Of course, this is simply an excuse. It is the nature of the state to surveil, probe, tax, appropriate, and ultimately profile every citizen in sprawling databases—and not specifically for any crime committed in the past. It is all part of a “global registration and surveillance infrastructure,” as Richard Norton-Taylor pointed out in the Guardian last April, heeding the warnings of the International Civil Liberties Monitoring Group, including the American Civil Liberties Union, and Statewatch, a UK-based bulletin which tracks developments in the EU. “The US and EU governments are expanding legal powers to eavesdrop and to store the product of intercepted personal communications,” and obviously salvia as well. “To achieve their ends, they say, governments have suspended judicial oversight over law enforcement agents and public officials, concentrated unprecedented power in the hands of the executive arm of government, and rolled back criminal law and due process protections that balance the rights of individuals against the power of the state.”
Senator John Cornyn (R-TX) and Senator Jon Kyl (R-AZ) would go even further than Pataki. In September, they attempted to add an amendment to the Violence Against Women Act that “would create a national registry of DNA taken from any person who has been detained by the police, even if the person is not arrested or convicted,” according to Declan McCullagh. Senator Patrick Leahy “said that he is worried that whole classes of people, such as Latinos or Muslims, will be rounded up and their DNA will be recorded in the registry.”
Of course, if the state has its way, rounding folks up and forcing them to surrender bodily fluid will not be limited to Muslims and Latinos—all of us will have our computerized profiles with biometric data and, eventually, our own little subdermal VeriChip, easily inserted in our increasingly Amendment IV unprotected bodies in conjunction with a routine vaccination. “About the size of a grain of rice, each VeriChip product contains a unique verification number that is captured by briefly passing a proprietary scanner over the VeriChip,” notes Applied Digital Solutions, the manufacturer of the VeriChip. “The standard location of the microchip is in the triceps area between the elbow and the shoulder of the right arm. The brief outpatient ‘chipping’ procedure lasts just a few minutes and involves only local anesthetic followed by quick, painless insertion of the VeriChip. Once inserted just under the skin, the VeriChip is inconspicuous to the naked eye.
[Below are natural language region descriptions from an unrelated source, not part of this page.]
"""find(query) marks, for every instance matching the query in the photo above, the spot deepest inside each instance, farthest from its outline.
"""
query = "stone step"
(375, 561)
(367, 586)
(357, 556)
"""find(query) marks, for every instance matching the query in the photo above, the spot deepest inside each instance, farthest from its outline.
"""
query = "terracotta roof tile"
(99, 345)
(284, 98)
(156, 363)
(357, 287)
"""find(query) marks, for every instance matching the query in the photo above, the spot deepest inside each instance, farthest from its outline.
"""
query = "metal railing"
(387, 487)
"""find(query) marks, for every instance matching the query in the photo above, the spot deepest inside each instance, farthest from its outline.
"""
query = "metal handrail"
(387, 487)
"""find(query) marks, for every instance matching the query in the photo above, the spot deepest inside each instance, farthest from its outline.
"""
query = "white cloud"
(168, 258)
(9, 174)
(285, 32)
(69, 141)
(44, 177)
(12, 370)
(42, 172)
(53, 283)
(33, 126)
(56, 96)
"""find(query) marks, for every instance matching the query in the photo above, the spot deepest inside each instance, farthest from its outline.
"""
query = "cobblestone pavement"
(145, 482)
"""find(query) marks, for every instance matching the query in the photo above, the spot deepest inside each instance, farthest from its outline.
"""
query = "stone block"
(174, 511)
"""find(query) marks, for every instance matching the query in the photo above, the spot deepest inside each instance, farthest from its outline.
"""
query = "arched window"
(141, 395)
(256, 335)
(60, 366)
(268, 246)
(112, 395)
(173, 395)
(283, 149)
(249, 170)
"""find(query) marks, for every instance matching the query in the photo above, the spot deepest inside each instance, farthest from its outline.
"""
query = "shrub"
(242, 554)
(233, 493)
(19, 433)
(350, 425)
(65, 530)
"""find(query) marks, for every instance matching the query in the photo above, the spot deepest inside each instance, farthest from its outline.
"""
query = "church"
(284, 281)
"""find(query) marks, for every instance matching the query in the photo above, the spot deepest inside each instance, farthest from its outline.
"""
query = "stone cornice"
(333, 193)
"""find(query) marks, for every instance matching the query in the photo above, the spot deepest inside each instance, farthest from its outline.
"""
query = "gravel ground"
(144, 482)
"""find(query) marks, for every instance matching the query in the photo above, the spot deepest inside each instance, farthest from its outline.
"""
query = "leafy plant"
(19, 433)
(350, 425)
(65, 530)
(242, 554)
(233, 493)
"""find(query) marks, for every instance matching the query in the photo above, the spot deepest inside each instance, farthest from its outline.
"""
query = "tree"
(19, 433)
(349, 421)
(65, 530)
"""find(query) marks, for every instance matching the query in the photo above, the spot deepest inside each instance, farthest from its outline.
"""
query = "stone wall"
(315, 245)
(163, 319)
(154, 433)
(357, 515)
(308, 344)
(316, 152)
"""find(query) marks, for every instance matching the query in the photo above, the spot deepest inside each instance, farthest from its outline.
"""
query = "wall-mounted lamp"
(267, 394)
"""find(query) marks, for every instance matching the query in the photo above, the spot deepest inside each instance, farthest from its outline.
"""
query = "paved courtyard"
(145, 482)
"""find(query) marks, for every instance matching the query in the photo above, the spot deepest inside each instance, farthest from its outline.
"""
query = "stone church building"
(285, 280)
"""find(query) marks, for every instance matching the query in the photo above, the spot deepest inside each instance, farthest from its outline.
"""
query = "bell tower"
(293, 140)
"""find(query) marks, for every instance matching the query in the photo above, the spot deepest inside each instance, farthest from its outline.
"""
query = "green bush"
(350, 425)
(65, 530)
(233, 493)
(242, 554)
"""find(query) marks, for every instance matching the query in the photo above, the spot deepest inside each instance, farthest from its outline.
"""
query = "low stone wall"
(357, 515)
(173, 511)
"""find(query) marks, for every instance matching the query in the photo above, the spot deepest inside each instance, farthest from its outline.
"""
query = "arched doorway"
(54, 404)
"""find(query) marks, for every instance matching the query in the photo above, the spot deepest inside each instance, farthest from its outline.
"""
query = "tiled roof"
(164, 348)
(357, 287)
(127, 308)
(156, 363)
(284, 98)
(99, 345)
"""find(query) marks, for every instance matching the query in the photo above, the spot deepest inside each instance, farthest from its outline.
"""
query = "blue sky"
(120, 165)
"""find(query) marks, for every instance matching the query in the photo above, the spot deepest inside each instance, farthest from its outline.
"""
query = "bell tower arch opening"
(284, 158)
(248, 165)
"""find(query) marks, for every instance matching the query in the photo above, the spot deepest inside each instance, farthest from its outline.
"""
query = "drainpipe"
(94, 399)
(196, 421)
A small amount of radio frequency energy passes from the scanner energizing the dormant VeriChip, which then emits a radio frequency signal transmitting the verification number.”
In other words, in the not too distant future (after taking our DNA samples in lieu of fingerprints at the local grocery store check-out lane), cops may be armed with VeriChip injectors along with their 9mms, Tasers, and Mace and will microchip “any person who has been detained … even if the person is not arrested or convicted.” If you’d like a preview of our Brave New Future, rent Minority Report on DVD.
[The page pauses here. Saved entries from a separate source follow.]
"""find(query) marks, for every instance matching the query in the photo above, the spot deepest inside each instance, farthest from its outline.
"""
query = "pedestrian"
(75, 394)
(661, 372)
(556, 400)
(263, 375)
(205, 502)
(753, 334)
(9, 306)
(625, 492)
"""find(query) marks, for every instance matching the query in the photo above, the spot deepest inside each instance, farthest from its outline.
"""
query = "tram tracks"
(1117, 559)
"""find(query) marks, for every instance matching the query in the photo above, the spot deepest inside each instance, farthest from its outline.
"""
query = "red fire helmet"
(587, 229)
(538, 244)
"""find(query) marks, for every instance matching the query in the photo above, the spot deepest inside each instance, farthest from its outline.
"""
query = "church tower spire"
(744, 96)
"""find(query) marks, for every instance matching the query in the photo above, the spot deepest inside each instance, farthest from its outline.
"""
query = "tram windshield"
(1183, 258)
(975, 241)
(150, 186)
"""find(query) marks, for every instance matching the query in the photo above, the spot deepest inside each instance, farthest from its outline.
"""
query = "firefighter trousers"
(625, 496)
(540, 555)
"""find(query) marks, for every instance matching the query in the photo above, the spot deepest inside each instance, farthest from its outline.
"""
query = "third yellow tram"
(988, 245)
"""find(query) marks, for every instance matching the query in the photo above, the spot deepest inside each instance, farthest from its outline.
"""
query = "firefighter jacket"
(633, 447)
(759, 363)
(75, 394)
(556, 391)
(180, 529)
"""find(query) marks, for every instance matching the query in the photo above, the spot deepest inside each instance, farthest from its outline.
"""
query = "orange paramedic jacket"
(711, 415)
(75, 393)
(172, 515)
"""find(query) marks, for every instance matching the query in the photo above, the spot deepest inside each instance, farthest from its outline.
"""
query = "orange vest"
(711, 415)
I exaggerate, of course, but not a whole lot. Pataki has the people of New York on a slippery slope—and the neocon senators Cornyn and Kyl have the rest of us here in America on one as well. Note that the Senate Judiciary Committee approved taking genetic material from “detainees in the ‘war on terror’ and a number of others never charged or convicted of a crime” on a voice vote. Of course, any number of us may eventually become “detainees” in the so-called “war on terror,” especially if we refuse to believe our town is quarantined due to the spread of bird flu confined to poultry in China.